The weather is finally warming up! The chance of frost has now past, and daytime temperatures are routinely in the 70s, making it the perfect time to enjoy your garden. As you enjoy your garden, keep an eye out for the gophers and moles that have been popping up in landscapes throughout the Bay Area. May is also when aphids are most active, so be sure to read about what you can do to maintain your garden below:
Pesky Pests: Aphids, snails and slugs continue to be a major problems in the landscape. Check your new plants daily as snails and slugs can destroy Small plants in one night. Look for honey dew, curling leaves and ants as these are all signs of possible aphid infestation. Watch plums and cherries closely and if you spot curling leaves check for aphid immediately. Remember Peach leaf curl disease rarely effects any plants other than peaches and nectarines. Treat aphids with an insecticidal soap to avoid any pesticide residue on your fruit. Birds can also become pests as your fruit ripens, protect your crop with tree nets to keep the birds out.
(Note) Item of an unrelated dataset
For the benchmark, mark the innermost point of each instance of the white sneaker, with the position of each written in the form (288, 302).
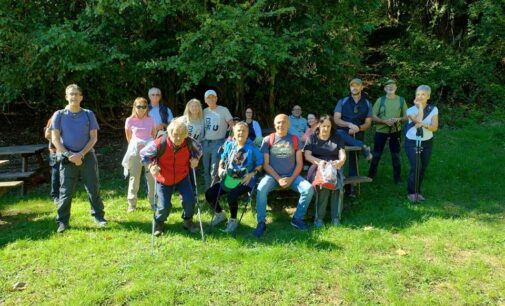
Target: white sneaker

Plant These Lil’ Pals: The time is right to plant asters, coleus, daisies, impatiens, marigolds, petunias, verbena, and Zinnias.
Fertilize ’em! Fertilize your azaleas, camellias, rhododendrons, citrus and roses. Mulch around lilies, azaleas, camellias, clamantis and citrus to keep soil temperatures low and conserve water.
What to Prune: Thin apples, apricots, nectarines, peaches and plums if too much fruit has set. A general rule of thumb is one piece of fruit every six to eight inches. Apricots should be thinned to three to six inches apart. Fruit thinning should be done before your fruit reaches cherry size. Remove old fading flowers on your annuals and cut your roses back to pencil sized Wood to promote continued blooming.
Lawn Care! Temperatures are increasing and the days are getting longer, so the lawns will require more water. Set your lawnmower to three and one half inches for tall fescue(3%), two and one half inches (2%) for blue and rye grass and bentgrass and bermuda grass lawns should be kept at one to one half inches (1/s), to help reduce soil temperatures and promote deeper rooting. Aerate lawns (if it was not done last month) to increase water penetration into the soil. Aeration brings thatch eating microbes to the soil surface so please do not rake the soil cores away, instead allow the cores to break down and the soil to filter back down into the thatch.